Classical and “Non-Classical” Twins in Ni2MnGa: Phenomenological versus Mechanistic Modelling

Document Type

Article

Publication Date

9-15-2023

Abstract

The characteristic crystallography of “classical” twins was set out over 60 years ago by Bilby and Crocker: a twin boundary is an invariant plane, and the adjacent crystals are interrelated by a homogeneous simple shear. In subsequent work, Crocker and Bevis introduced the notion of “non-classical” twinning, where, as before, the adjacent crystals are interrelated phenomenologically by a homogeneous simple shear, but where the misfit-free interface plane is not invariant.

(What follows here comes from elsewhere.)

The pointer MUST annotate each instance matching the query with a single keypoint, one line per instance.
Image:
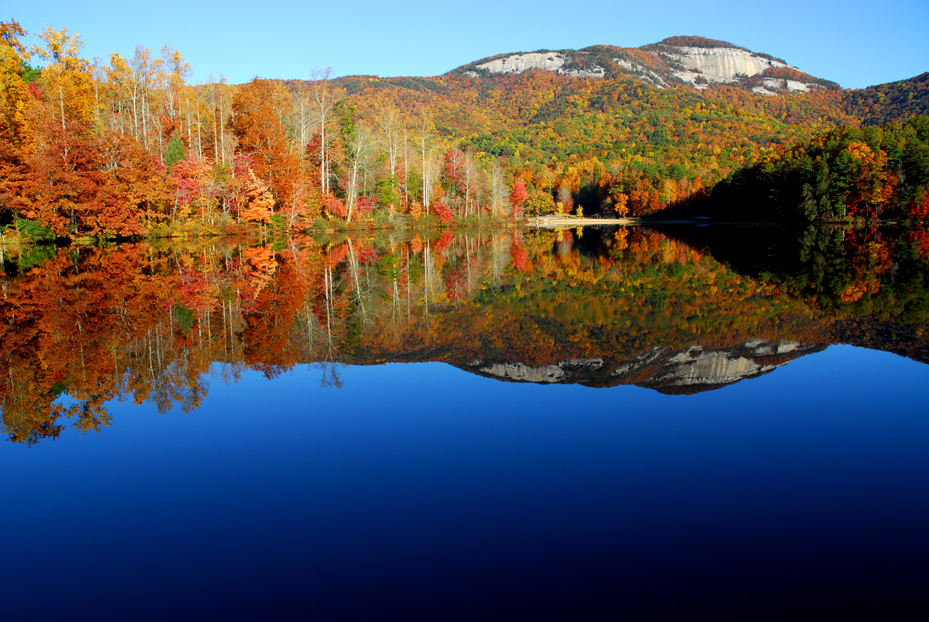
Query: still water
(553, 425)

Later experimental studies revealed that “classical” twins actually grow by glissile motion of interfacial line-defects with both dislocation and step character, now known as disconnections. This inhomogeneous shear mechanism has been expounded in the topological model of interfaces developed by Pond and Hirth. In the present paper, experimental observations of “non-classical” twins in Ni2MnGa by Seiner et al. are analysed using the phenomenological and topological approaches. It is concluded that the descriptor “non-classical” is not appropriate because physically feasible glissile disconnections cannot arise in these boundaries. Instead, the boundaries are immobile, misfit-free grain boundaries formed at the intersection of “classical” compound twins.